Introduction

The idea behind a microkernel-based operating system is to reduce the size and complexity of the kernel by implementing most of the operating system's functionality in the form of servers that run in user-mode. Initially, this idea promised a dramatic increase in flexibility, safety and modularity.

In a monolithic kernel, the operating system's functions are packed in the kernel: scheduling, memory management, file systems, networking, device drivers, and everything else. Traditionally, the $\mu$-kernel approach only requires scheduling, inter-process communication and the implementation of support for several address spaces to be implemented in the kernel. This suffices to allow the implementation of the rest of the subsystems as servers. The advantages of this approach may be summarized as follows:

1. Different application programming interfaces (APIs) or even OS personalities can coexist in one system.
2. The system becomes more flexible and extensible.
3. Server (and driver) malfunctions are isolated as normal application's are.
4. A smaller kernel is easier to maintain and in general less error-prone.
5. The trusted computing base is significantly reduced.

However, first-generation $\mu$-kernels turned out to be rather inefficient (compared to monolithic kernels), and they lacked real flexibility. Usually, they had rather large system-call sets and were designed to preserve unix-compatibility, but also allowing the construction of novel features. It was a common belief at that time that the layer of abstraction presented by $\mu$-kernels was either too low or too high.

Recent second-generation $\mu$-kernels address the flexibility and efficiency problems that appeared in earlier ones (a survey of this process is presented in [2]). QNX, L4 and the MIT's Exokernel are examples of second-generation microkernels. They were usually designed from scratch, and have smaller system-call sets than their predecessors. Also, to improve the efficiency of the system, they are usually highly dependent on the underlying hardware architecture.

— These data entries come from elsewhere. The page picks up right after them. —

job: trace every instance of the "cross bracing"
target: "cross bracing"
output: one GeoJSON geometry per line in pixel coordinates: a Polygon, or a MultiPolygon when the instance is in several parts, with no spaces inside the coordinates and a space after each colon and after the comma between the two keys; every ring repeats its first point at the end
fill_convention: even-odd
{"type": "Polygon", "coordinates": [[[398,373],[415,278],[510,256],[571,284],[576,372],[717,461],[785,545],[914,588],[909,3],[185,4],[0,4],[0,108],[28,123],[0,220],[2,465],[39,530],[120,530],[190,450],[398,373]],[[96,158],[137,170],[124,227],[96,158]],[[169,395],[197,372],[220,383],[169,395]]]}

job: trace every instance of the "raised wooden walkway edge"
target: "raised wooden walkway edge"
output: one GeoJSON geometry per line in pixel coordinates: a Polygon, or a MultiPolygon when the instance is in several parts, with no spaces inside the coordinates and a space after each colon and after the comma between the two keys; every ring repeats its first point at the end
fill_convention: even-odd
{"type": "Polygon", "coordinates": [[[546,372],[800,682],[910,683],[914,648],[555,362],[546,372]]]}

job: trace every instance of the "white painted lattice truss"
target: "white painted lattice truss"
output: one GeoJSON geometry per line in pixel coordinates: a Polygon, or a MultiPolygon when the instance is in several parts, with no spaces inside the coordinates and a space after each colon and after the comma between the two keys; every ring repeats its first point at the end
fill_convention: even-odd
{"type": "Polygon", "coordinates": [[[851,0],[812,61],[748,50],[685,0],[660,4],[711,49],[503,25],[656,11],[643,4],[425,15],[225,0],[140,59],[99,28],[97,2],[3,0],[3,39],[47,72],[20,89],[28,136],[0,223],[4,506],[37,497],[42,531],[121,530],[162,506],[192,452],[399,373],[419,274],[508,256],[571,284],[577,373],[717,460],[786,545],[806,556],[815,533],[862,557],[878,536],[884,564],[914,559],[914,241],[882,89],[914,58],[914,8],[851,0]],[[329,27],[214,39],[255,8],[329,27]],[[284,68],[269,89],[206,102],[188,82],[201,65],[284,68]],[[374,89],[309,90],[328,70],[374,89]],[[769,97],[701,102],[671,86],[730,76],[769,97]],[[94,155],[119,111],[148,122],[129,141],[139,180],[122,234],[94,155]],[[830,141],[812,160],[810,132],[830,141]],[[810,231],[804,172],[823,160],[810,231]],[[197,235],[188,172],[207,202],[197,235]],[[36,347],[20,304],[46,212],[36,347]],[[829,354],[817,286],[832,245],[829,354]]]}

While Sartoris is similar in some aspects to the microkernels just described (i.e. it makes heavy use of inter-process communication mechanisms, uses the task-thread abstraction to present the processor resource to the rest of the system, supports different program privilege levels and allows the execution of I$/$O operations outside the kernel), it provides a simpler abstraction of the processor and memory resources than most of them. Firstly, Sartoris performs no I$/$O at all¹, except for the initial loading of the main system servers. Secondly, since under Sartoris the scheduling is performed by one or more scheduler threads (usually bound to the timer interrupt), all the functions provided by the $\mu$-kernel are non-blocking (blocking is performed at a higher level, usually in the process-server). While these choices didn't yield a particularly small system call set², the nature of the resulting kernel is simple and elegant. Functionally, Sartoris behavior is somehow close to the MIT's Exokernel (further described in [4]), which also attempts to separate protection and management issues, leaving the latter in the application domain. Despite this initial coincidence, there are important differences: Sartoris only provides direct support for handling CPUs and main memory (upon request, it grants I$/$O privileges to programs, but without regarding the semantics of those rights), while the Exokernel exposes all the hardware, attempting to protect and isolate each application's actions. Furthermore, the Exokernel design includes software libraries that implement OS policies. Sartoris intention is to be general in that aspect.